Tel est le point de vue auquel s’est placé M. Tayler, qui, dans un ouvrage très intéressant, a retracé l’histoire religieuse de l’Angleterre depuis Wycliffe[1]. Le mouvement que Wycliffe détermina, et qui se propagea jusque dans l’université d’Oxford, peut en effet être considéré comme l’origine de la réformation anglaise. Lorsqu’elle s’accomplit définitivement, le grand rôle que la royauté joua dans l’événement conserva à l’église les caractères de l’organisation romaine plus qu’en aucune autre contrée protestante. La couronne ne modifia la hiérarchie qu’autant qu’il le fallait pour en occuper le faîte. Auguste se fit souverain pontife. On y gagna d’entraîner plus facilement dans la réforme les esprits amoureux de pouvoirs officiels savamment constitués, tous ceux que le droit d’adorer Dieu librement eût effrayés comme un désordre, et qui, sans cela, se seraient cramponnés à l’antique constitution de l’église anglo-saxonne. Cependant l’esprit des lollars s’était perpétué ; il cherchait précisément ce que fuyait l’ancien catholicisme, et il produisit toutes les nuances puritaines, depuis le presbytérien modéré, prêt à reconnaître la suprématie de l’autorité civile sans épiscopat, jusqu’à ces millénaires indomptables, qui regardaient toute autorité comme un joug ou plutôt comme une idolâtrie. À toutes ces sectes, le calvinisme, c’est-à-dire la doctrine de la justification poussée jusqu’à la prédestination absolue, était originairement commun ; mais il se conservait plus pur et plus vif chez celles qui s’éloignaient le plus du culte anglican.
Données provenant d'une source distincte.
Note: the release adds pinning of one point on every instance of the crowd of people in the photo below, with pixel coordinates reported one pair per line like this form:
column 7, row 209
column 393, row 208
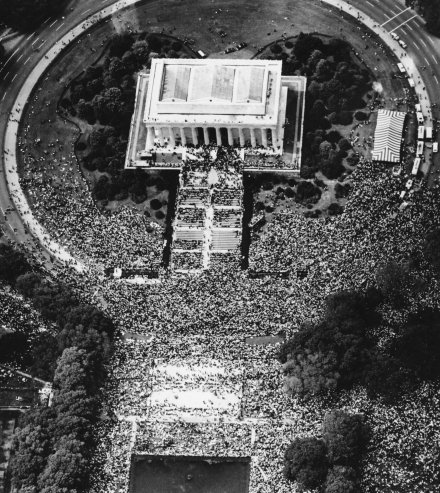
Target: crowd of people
column 190, row 320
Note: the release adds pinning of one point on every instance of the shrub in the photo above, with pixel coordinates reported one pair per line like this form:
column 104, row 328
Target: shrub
column 334, row 209
column 344, row 144
column 361, row 116
column 344, row 118
column 307, row 193
column 345, row 436
column 305, row 462
column 276, row 49
column 419, row 344
column 155, row 204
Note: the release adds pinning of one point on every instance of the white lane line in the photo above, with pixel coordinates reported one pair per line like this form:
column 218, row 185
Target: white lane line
column 391, row 18
column 403, row 23
column 11, row 56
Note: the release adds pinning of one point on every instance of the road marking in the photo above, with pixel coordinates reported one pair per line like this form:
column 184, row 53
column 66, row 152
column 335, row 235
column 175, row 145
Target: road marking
column 403, row 23
column 11, row 56
column 391, row 18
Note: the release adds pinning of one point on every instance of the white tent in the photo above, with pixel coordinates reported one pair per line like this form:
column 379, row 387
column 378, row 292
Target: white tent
column 388, row 135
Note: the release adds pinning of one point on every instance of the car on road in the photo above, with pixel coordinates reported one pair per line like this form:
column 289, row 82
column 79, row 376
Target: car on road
column 402, row 44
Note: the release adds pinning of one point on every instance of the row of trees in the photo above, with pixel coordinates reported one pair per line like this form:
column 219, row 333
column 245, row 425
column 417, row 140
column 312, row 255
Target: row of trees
column 335, row 89
column 53, row 446
column 331, row 463
column 104, row 97
column 342, row 351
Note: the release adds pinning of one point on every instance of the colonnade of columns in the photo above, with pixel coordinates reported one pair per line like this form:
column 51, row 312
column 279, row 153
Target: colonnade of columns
column 258, row 136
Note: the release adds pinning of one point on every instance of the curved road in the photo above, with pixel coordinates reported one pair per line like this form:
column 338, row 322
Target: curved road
column 422, row 49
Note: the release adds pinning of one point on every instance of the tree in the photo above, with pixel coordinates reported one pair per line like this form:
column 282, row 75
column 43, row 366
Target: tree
column 30, row 447
column 345, row 436
column 395, row 281
column 12, row 263
column 27, row 14
column 386, row 377
column 305, row 462
column 419, row 345
column 341, row 479
column 66, row 469
column 120, row 43
column 431, row 249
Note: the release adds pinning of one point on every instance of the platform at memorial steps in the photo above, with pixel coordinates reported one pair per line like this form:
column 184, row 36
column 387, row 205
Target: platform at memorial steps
column 208, row 223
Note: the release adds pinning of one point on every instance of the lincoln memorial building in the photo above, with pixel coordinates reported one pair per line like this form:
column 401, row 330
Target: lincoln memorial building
column 187, row 102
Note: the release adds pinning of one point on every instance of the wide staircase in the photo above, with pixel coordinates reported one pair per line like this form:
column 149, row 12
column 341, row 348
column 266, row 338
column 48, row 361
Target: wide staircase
column 207, row 228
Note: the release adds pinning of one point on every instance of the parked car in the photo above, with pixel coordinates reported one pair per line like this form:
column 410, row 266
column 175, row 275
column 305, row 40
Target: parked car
column 402, row 44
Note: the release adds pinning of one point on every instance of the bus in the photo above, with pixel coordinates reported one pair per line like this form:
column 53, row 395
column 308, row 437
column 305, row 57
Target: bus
column 416, row 166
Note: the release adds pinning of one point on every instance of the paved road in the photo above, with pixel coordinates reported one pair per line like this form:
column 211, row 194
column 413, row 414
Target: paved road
column 423, row 49
column 13, row 73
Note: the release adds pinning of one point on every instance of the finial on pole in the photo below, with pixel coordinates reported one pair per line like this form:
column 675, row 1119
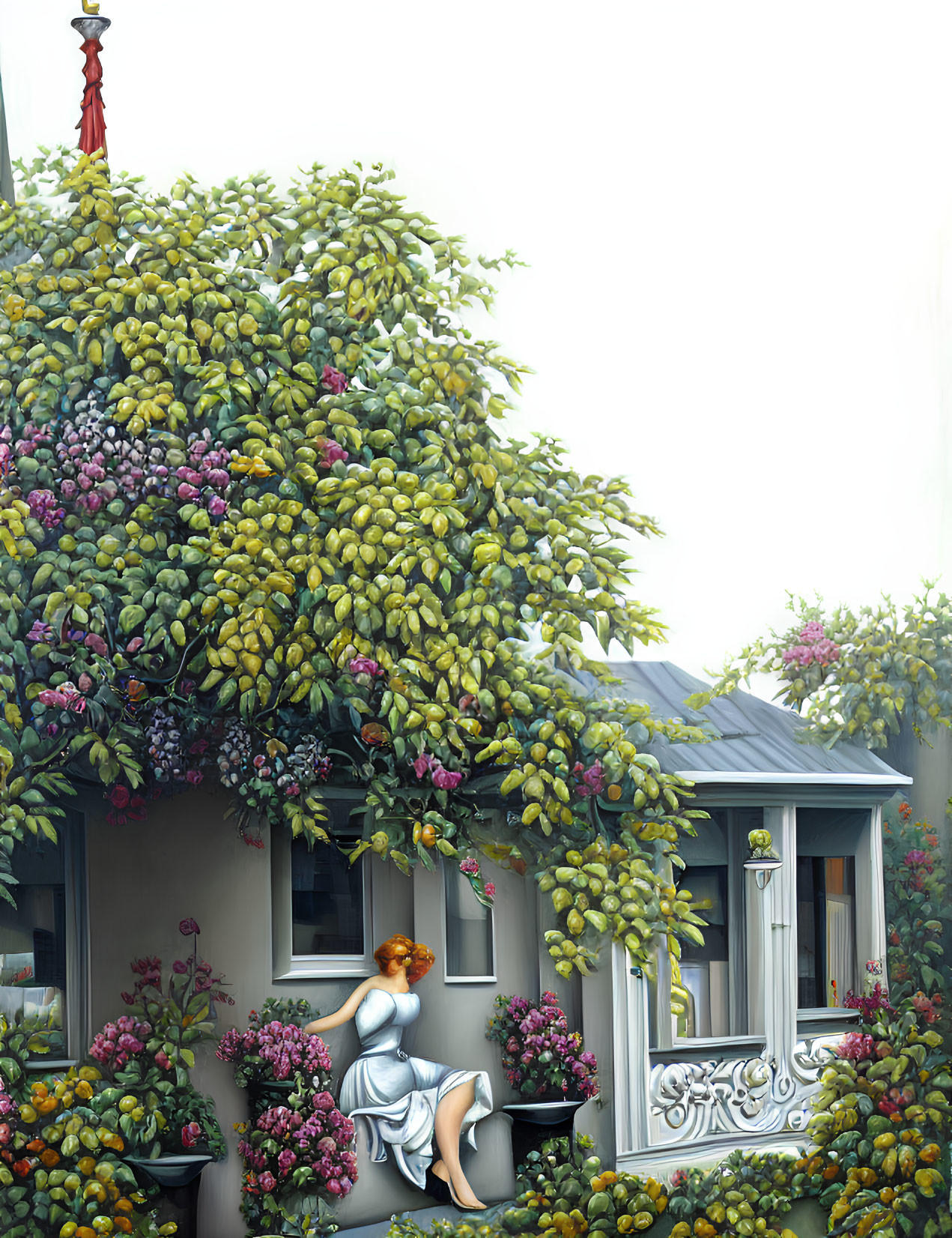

Jacques Ier, presbytérien et conséquemment calviniste lorsqu’il était roi d’Ecosse, devint épiscopal en devenant roi d’Angleterre, et l’arminianisme de ses prélats le gagna peu à peu, quoiqu’il persistât à condamner et même à poursuivre jusqu’en Hollande les arminiens. Il se forgea ainsi une religion particulière à l’usage des rois, un certain composé de droit divin, d’absolutisme, de cérémonial romain, une croyance incohérente, athanasienne, arminienne, érastienne, sorte de puseyisme anticipé qui fut la foi des Stuarts jusqu’au moment où elle les ramena à la religion de Louis XIV — et dans son royaume. Laud fut le pontife sincère, mais complaisant, mais tyrannique, de cette religion de cour, et l’on s’explique ainsi pourquoi tout ce qui tendait à l’opposition politique pencha dès-lors vers la rigueur calviniste, pourquoi l’esprit presbytérien devint l’esprit parlementaire.

  1. A Retrospect of the religions Life of England, Sédition, Londres 1853.